Sunday, August 24, 2008

Satisfaktionsfähig.

The historian ran across this anecdote from a year-old issue of The Nation, in a review of Thomas McCraw's biography of Joseph Schumpeter, a great conservative economist of the early to mid-twentieth century:
While still in his 20s [Schumpeter] won an appointment to a chair in Czernowitz, an eastern outpost of the Austro-Hungarian Empire,where he found that his students were denied proper access to the library. Challenged to a duel by the school's librarian, he fought to help his students and, not least, to defend his honor--satisfaktionsfähig--as an Austrian gentleman.
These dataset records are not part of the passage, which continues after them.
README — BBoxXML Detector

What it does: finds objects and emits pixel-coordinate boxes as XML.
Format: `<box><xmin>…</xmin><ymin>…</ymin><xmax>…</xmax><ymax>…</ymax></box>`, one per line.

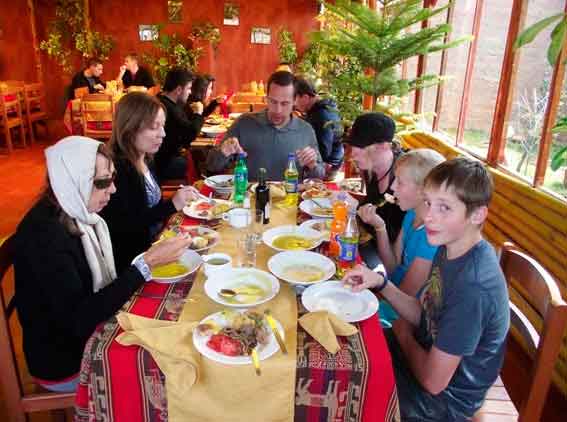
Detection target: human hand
<box><xmin>189</xmin><ymin>101</ymin><xmax>204</xmax><ymax>114</ymax></box>
<box><xmin>358</xmin><ymin>204</ymin><xmax>386</xmax><ymax>231</ymax></box>
<box><xmin>295</xmin><ymin>147</ymin><xmax>317</xmax><ymax>170</ymax></box>
<box><xmin>144</xmin><ymin>233</ymin><xmax>191</xmax><ymax>269</ymax></box>
<box><xmin>342</xmin><ymin>264</ymin><xmax>384</xmax><ymax>292</ymax></box>
<box><xmin>220</xmin><ymin>137</ymin><xmax>244</xmax><ymax>157</ymax></box>
<box><xmin>171</xmin><ymin>186</ymin><xmax>199</xmax><ymax>211</ymax></box>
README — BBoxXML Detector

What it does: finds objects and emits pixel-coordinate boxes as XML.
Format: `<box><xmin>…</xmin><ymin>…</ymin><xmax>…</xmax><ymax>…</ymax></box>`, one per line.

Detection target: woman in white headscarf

By virtue of his swordsmanship, Schumpeter drew first blood, and the library's collection was made fully available to his students. (Robin Blackburn, "Perishable Goods,"The Nation September 24 2007)
The historian has been mulling over other occasions where duels might be called for. Me, too. For instance, I have to renew my driver's license this week. What if my eye exam is dicey? Perhaps I will have to challenge the examiner to a duel? If the officers of the law insult my meadow again, definitely a duel, though I will call upon them to lay down their firearms. Fair is fair.

I can imagine all sorts of situations at work where duels might become necessary, which I shall not enumerate, but you go right ahead.

1 comment:

  1. I will duel the next MoFo who calls upon me to be a "brand ambassador."